[Effects of newly isolated opioid peptides on G-protein activation: usefulness of [35S] GTP gamma S binding study and its practical application].

Recent cloning and expression studies have revealed that the opioid mu-, delta-, kappa- and orphan receptors are seven-transmembrane domain receptors whose actions are mediated through activation of guanine nucleotide binding protein (G-protein). The activation of G-proteins by the opioid receptor can be measured by assessing agonist stimulation of membrane binding of the non-hydrolyzable analog of guanosine triphosphate (GTP), guanosine-5'-O-(3-[35S] thio) triphosphate ([35S] GTP gamma S).
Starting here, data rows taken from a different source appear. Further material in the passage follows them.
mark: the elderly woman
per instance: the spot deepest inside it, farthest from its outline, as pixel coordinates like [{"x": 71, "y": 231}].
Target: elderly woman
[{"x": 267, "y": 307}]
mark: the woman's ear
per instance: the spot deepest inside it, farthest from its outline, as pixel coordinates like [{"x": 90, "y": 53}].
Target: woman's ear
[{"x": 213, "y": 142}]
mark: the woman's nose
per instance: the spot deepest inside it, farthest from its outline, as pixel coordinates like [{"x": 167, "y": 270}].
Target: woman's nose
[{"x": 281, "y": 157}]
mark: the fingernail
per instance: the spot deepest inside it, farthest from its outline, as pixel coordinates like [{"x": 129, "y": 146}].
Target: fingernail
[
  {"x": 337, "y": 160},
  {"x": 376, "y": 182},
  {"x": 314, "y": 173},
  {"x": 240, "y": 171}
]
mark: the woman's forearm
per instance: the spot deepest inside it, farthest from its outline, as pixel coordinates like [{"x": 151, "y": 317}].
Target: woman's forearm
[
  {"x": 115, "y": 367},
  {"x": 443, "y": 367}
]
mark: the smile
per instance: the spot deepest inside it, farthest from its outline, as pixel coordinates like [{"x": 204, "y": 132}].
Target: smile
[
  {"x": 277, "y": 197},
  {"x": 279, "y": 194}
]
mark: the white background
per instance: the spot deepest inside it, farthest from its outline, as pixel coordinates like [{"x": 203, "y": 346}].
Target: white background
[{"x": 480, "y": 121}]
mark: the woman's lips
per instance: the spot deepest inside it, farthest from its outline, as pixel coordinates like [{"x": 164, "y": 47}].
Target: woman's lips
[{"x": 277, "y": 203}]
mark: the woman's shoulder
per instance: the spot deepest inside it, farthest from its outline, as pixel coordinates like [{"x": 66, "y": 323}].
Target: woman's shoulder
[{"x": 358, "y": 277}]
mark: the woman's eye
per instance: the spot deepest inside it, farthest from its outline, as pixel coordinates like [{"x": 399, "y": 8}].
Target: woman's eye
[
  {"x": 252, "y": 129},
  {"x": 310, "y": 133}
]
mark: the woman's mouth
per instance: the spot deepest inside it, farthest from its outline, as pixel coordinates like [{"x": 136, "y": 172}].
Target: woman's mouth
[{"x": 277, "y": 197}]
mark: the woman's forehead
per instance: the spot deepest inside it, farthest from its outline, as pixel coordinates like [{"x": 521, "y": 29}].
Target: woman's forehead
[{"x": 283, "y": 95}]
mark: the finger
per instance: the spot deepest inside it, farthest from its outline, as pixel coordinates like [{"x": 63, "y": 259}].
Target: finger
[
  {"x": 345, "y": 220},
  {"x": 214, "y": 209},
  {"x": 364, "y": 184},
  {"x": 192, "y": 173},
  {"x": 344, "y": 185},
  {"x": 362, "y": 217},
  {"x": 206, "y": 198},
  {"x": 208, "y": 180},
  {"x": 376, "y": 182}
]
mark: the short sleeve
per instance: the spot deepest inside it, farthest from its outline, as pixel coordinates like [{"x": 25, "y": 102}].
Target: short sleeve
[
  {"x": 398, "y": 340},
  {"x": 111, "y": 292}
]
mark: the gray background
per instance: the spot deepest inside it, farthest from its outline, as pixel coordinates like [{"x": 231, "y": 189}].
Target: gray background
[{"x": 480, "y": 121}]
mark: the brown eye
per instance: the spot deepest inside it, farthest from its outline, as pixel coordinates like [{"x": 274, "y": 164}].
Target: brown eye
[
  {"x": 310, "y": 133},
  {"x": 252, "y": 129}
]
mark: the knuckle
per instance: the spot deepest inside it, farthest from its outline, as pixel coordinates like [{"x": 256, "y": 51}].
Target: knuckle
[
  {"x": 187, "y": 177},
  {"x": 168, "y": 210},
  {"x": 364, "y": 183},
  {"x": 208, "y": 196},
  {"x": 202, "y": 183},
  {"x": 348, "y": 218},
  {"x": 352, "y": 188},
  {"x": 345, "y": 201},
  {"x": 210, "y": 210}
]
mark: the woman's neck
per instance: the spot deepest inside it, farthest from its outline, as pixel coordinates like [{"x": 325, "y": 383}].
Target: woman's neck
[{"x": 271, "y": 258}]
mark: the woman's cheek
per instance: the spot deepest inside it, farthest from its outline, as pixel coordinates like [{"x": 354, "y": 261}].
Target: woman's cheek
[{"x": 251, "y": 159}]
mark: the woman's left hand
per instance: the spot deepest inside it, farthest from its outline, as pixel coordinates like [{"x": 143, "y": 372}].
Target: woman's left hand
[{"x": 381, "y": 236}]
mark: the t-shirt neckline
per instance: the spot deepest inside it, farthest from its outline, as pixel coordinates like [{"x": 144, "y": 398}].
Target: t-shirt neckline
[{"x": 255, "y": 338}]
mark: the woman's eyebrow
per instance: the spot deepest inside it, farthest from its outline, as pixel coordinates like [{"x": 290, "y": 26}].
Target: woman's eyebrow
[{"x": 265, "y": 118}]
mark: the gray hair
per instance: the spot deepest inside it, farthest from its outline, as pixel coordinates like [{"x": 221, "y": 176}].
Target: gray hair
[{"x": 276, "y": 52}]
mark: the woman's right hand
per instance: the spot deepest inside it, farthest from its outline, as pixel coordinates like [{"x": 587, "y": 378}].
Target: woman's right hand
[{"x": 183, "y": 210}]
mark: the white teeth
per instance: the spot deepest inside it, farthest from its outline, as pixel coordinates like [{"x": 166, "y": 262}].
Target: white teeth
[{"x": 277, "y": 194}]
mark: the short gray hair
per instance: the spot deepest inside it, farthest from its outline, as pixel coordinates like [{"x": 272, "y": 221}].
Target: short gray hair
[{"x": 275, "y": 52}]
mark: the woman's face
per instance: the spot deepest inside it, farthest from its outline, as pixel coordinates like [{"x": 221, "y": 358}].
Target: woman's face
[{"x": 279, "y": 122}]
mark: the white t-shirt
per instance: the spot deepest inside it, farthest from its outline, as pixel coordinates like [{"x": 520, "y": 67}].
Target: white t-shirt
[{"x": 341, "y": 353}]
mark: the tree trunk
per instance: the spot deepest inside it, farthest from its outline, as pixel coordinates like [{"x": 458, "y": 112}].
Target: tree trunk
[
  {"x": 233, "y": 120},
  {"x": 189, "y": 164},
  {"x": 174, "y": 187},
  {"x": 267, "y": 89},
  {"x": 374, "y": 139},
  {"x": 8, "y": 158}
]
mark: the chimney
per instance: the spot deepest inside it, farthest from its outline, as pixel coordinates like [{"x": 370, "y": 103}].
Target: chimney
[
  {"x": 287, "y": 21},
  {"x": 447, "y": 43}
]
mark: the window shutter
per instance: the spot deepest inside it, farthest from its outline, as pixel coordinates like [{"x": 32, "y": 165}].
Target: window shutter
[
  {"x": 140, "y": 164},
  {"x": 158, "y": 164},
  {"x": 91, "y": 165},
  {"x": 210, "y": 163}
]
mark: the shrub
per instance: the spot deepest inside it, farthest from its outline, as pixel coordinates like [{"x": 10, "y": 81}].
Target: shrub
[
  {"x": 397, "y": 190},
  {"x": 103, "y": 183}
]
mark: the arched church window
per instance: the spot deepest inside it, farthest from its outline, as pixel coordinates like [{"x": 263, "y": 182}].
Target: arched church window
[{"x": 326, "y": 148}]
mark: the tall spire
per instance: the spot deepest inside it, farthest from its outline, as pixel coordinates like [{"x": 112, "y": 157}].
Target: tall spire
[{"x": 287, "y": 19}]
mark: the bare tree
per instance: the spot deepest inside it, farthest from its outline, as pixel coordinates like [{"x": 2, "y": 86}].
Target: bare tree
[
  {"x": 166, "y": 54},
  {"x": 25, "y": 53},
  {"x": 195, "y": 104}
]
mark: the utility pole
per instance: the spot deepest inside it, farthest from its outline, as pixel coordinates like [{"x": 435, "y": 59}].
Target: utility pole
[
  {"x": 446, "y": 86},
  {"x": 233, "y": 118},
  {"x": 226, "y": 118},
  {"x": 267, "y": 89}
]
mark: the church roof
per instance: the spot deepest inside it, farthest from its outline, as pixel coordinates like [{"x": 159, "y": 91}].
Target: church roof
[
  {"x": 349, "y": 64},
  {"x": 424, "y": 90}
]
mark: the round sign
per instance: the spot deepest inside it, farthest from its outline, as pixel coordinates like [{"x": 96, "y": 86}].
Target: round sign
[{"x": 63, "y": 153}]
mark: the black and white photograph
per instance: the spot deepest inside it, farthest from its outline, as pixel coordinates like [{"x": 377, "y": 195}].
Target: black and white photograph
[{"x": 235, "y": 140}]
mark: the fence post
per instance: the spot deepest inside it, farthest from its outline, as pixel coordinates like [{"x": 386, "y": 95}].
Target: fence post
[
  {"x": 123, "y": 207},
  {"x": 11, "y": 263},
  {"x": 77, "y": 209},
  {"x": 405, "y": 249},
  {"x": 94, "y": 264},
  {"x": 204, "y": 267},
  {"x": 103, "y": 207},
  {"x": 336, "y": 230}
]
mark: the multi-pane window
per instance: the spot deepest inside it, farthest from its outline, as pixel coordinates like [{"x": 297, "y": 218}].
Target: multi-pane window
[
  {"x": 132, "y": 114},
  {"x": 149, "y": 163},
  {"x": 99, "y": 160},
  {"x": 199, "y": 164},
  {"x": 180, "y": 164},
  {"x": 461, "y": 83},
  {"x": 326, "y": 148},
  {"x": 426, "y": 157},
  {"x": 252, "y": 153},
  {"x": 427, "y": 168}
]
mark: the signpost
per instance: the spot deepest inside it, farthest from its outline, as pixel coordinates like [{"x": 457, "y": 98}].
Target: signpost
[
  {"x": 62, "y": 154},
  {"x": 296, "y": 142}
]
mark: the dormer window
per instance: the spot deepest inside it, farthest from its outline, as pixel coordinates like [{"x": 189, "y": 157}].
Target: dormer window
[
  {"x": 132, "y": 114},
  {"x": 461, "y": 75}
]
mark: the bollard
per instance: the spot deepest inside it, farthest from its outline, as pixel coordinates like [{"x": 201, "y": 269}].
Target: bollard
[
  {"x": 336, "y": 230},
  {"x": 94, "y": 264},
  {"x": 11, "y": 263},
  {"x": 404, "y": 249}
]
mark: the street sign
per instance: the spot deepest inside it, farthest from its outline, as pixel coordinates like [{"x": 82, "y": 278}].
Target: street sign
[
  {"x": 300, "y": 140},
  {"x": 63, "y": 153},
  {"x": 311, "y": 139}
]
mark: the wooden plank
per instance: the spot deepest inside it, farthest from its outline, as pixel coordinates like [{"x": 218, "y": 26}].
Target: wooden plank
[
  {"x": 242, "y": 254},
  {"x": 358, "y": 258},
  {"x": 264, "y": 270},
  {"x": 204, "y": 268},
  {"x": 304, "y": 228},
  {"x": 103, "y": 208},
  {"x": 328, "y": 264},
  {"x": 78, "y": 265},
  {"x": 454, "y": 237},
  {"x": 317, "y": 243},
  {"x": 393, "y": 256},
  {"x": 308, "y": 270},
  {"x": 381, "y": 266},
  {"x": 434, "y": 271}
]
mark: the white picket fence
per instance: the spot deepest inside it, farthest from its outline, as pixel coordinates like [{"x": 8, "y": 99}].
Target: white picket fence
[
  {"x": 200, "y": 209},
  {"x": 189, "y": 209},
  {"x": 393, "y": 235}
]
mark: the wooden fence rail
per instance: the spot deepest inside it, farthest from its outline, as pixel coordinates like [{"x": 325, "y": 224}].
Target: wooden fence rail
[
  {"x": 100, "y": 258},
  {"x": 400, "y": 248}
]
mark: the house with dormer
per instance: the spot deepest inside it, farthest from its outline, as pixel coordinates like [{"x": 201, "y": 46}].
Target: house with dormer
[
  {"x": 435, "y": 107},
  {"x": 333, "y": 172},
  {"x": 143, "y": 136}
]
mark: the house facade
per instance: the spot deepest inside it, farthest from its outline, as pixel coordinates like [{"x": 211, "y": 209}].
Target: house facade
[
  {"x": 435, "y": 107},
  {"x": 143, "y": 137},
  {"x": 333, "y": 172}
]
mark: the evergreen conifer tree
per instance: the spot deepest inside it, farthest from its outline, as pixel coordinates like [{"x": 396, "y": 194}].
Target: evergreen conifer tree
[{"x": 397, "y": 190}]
Our recent data suggest that 1) the level of spinal mu-, delta-, kappa- and orphan-receptor agonist-stimulated [35S] GTP gamma S binding closely parallels that of receptor binding densities, 2) the neuroanatomical distribution of opioid agonist-stimulated [35S] GTP gamma S binding relates to receptor binding distribution, 3) newly isolated opioid peptides, endomorphin-1 and -2, can activate G-proteins by specific stimulation of mu-receptors and act as partial agonists with moderate catalytic efficacies, 4) mu-receptor densities could be rate-limiting steps in the G-protein activation by mu-agonists in the spinal cord region. In conclusion, opioid agonist-stimulated [35S] GTP gamma S binding can provide a functional method to localize receptors not only by their ability to bind ligands, but also according to their ability to activate an intracellular signal transducer.